In its report, APIG followed his guidance closely. But Sommer still thinks that the police are struggling to tackle cybercrime because the public are more worried about local crime.
"One of the dangers is that people in the IT community think the funding for the fight against cybercrime is separate from the resources for fighting crime in general," he asserts.
"But, of course, it comes out of the same pool. If you were to give the public a list of things that they wanted the police to do more of, but taxes remained the same, almost all of the things that interest [SC] readers would be very low on that list of priorities.
"People are worried about yobs, street crime and terrorism," he says. "Where does cybercrime come in? Once you get away from the obvious paedophile stuff and spam, a lot of the other stuff is of very little interest."
Sommer says his security philosophy extends to SC readers.
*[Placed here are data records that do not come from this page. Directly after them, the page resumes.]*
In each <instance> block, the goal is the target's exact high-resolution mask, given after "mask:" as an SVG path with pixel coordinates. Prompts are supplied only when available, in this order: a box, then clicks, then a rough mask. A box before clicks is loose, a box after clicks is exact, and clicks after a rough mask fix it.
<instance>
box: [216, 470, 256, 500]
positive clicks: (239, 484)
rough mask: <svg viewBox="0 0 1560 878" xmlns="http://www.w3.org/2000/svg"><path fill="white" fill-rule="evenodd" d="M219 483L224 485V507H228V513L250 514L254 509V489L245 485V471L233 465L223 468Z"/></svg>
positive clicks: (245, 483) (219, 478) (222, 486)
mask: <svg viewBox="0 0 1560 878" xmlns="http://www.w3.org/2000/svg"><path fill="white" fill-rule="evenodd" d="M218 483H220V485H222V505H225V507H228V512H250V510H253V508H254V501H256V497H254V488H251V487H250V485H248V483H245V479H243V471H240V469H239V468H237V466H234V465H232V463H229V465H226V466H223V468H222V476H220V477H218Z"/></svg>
He feels that firms have to be more cautious and get used to using self-defence.
"You have to look after yourself," he explains. "It's no good expecting the police to do something. One needs to make a contribution, and IT workers are just not doing that. You have got to learn how to collect evidence properly. Beef up your security. The police are not going to go patrolling around your system – it's difficult enough patrolling the streets.
"Part of your security planning is to know how to collect evidence through backup," says Sommer. "The second is to have a routine for where the evidence might be, and knowing how to preserve it when there's been an incident. But that's not saying that everybody needs a forensic technician. You need a first-aider, you don't need a brain surgeon."
Sommer's CV is impressive, but it appears there are not enough hours in the day for him. While he is a forensics examiner at the Royal Military College of Science, he also advises the FSA on e-commerce and lectures at the London School of Economics. But he has yet to find the time to complete the PhD that he began back in 1994.
"My personal problem is trying to reach a balance," he says. "The trouble with academia is that it doesn't pay terribly well. The expert witness stuff does, but can be very demanding. How do you get that balance? I haven't worked that out yet."